DLA invalid HTML character problem

HughP / olac

Automatically exported from code.google.com/p/olac

0 stars 0 forks source link

DLA invalid HTML character problem #205

Open GoogleCodeExporter opened 9 years ago

GoogleCodeExporter commented 9 years ago

Records like the following contain invalid HTML characters [1].

  http://www.language-archives.org/item/oai:dfki.de:Malaga

DLA cannot display such records. Instead, it produces a cocoon error page.

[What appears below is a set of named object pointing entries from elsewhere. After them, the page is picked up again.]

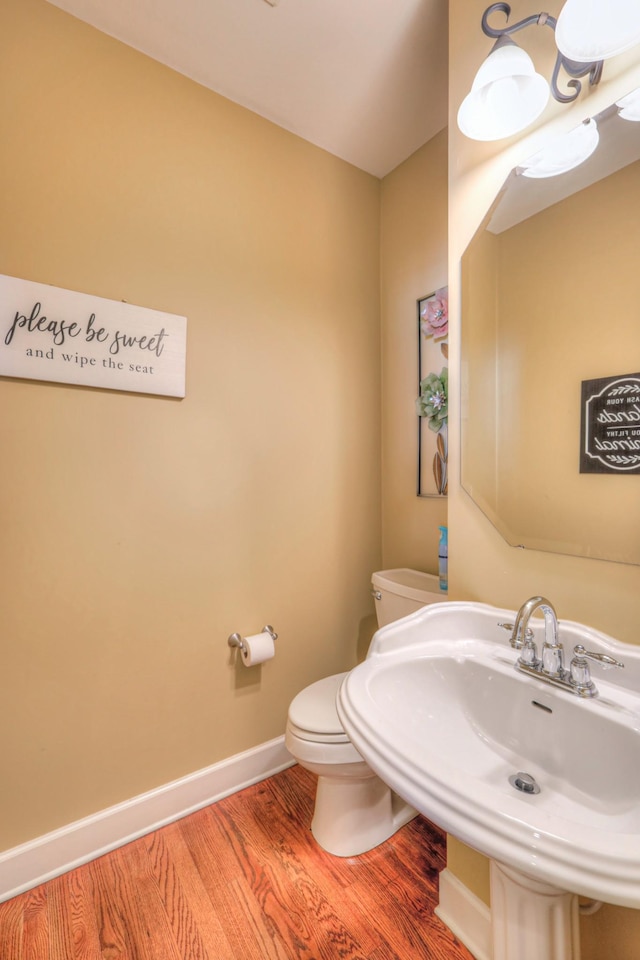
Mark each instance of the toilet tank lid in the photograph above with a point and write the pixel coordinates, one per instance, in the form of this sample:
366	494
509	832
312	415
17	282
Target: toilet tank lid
412	584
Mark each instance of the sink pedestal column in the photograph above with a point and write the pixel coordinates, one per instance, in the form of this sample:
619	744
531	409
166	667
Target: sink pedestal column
531	920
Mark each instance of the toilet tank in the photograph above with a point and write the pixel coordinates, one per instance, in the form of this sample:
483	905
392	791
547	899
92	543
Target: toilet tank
398	593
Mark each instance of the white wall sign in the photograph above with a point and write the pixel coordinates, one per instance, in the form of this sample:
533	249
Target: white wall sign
51	334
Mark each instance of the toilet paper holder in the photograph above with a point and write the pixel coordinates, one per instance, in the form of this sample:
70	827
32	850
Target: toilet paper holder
236	640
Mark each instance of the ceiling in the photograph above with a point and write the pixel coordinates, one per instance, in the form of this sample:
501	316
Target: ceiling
364	79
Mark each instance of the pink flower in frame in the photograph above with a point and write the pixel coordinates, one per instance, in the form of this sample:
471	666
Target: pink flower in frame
435	315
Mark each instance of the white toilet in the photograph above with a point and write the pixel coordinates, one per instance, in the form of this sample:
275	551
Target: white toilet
354	809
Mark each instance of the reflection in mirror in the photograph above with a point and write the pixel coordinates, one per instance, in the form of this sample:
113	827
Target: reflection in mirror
551	298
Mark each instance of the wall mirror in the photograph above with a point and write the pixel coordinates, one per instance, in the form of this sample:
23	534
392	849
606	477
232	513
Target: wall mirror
551	299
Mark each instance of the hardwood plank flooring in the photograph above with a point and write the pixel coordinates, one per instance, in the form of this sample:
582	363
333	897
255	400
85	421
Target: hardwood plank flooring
242	879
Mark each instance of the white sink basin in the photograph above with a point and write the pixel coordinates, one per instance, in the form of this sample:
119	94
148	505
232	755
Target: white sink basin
440	713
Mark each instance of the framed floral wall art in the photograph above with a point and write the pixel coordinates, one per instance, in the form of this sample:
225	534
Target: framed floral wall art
433	399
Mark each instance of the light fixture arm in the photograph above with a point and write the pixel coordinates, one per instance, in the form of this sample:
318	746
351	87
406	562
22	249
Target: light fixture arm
592	70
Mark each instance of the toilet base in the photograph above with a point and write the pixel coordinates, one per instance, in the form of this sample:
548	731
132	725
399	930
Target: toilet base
354	815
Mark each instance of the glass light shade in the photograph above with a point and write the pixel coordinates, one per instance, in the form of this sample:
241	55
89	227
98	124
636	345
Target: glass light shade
590	30
563	153
506	95
629	106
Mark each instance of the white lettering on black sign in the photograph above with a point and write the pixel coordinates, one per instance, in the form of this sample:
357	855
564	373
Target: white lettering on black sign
610	428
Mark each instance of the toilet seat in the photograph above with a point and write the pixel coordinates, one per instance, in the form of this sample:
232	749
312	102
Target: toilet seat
313	715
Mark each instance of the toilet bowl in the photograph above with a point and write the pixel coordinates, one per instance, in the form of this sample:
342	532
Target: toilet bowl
354	810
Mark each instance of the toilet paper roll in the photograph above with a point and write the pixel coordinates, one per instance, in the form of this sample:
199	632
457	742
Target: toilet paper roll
257	649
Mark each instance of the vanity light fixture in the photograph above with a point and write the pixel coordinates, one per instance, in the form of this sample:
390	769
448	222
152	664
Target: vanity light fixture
507	94
563	153
629	106
590	30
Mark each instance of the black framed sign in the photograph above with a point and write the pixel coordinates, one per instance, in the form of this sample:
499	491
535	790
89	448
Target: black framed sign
610	425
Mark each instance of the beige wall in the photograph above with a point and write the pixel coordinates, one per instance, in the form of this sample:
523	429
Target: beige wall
482	566
414	264
139	532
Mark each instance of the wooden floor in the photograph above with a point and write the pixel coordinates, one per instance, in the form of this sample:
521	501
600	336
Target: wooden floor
241	880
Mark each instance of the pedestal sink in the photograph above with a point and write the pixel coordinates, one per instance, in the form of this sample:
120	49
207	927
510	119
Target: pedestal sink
440	712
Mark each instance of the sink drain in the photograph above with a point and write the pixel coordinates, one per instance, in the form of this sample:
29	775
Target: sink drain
524	782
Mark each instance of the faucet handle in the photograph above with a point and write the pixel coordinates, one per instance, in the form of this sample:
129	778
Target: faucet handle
581	654
579	673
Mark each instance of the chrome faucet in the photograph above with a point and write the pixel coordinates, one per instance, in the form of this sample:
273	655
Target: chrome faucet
550	666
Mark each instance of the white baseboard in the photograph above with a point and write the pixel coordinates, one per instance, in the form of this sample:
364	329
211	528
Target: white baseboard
468	917
54	853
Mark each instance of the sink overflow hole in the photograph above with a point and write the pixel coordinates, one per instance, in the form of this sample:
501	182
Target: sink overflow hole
541	706
524	782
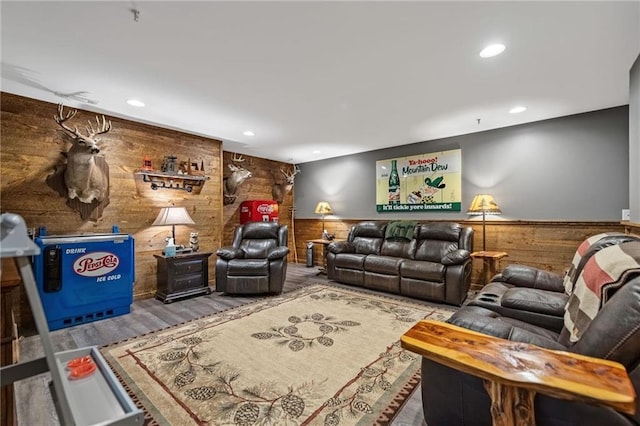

[1] http://en.wikipedia.org/wiki/HTML_decimal_character_rendering

Original issue reported on code.google.com by haepal on 17 Dec 2010 at 6:30

GoogleCodeExporter commented 9 years ago

Since it is possible to detect a record containing invalid characters, but that 
deleting/substituting individual characters or fields will have an 
unpredictable result, how about we simply omit the offending record.  Instead 
we should just report the problem on the integrity checks page for that archive.

Original comment by StevenBird1 on 20 Dec 2010 at 7:55

GoogleCodeExporter commented 9 years ago

Implementation details:

Integrity checker was extended to do the invalid html character detection. For 
this, a warning was added to the problem code table: IHC (Invalid HTML 
Character).

OLACA can use this information to exclude items containing invalid html 
characters.

Original comment by haepal on 3 Feb 2011 at 10:26

Changed state: Started

GoogleCodeExporter commented 9 years ago

Fixed (see revision 1569)

As explained in comment #2, IHC (Invalid HTML Character) warning was added to 
the integrity check. OLACA then looks up the INTEGRITY_CHECK table to filter 
out any records whose metadata elements are marked with IHC.

Original comment by haepal on 4 Feb 2011 at 9:42

Changed state: Fixed

GoogleCodeExporter commented 9 years ago

IHC should be marked as an error, not a warning.  The XML we harvest is 
actually ill-formed.  This should count against the archive's overall rating, 
to encourage the archive to fix the problem.

Original comment by StevenBird1 on 10 Feb 2011 at 8:28

Changed state: Accepted

GoogleCodeExporter commented 9 years ago

Fixed, i.e. made IHC an error (revision 1574).

You can see it at http://www.language-archives.org/checks.py/anla.uaf.edu. It 
will take a while until the fix is propagated to static pages.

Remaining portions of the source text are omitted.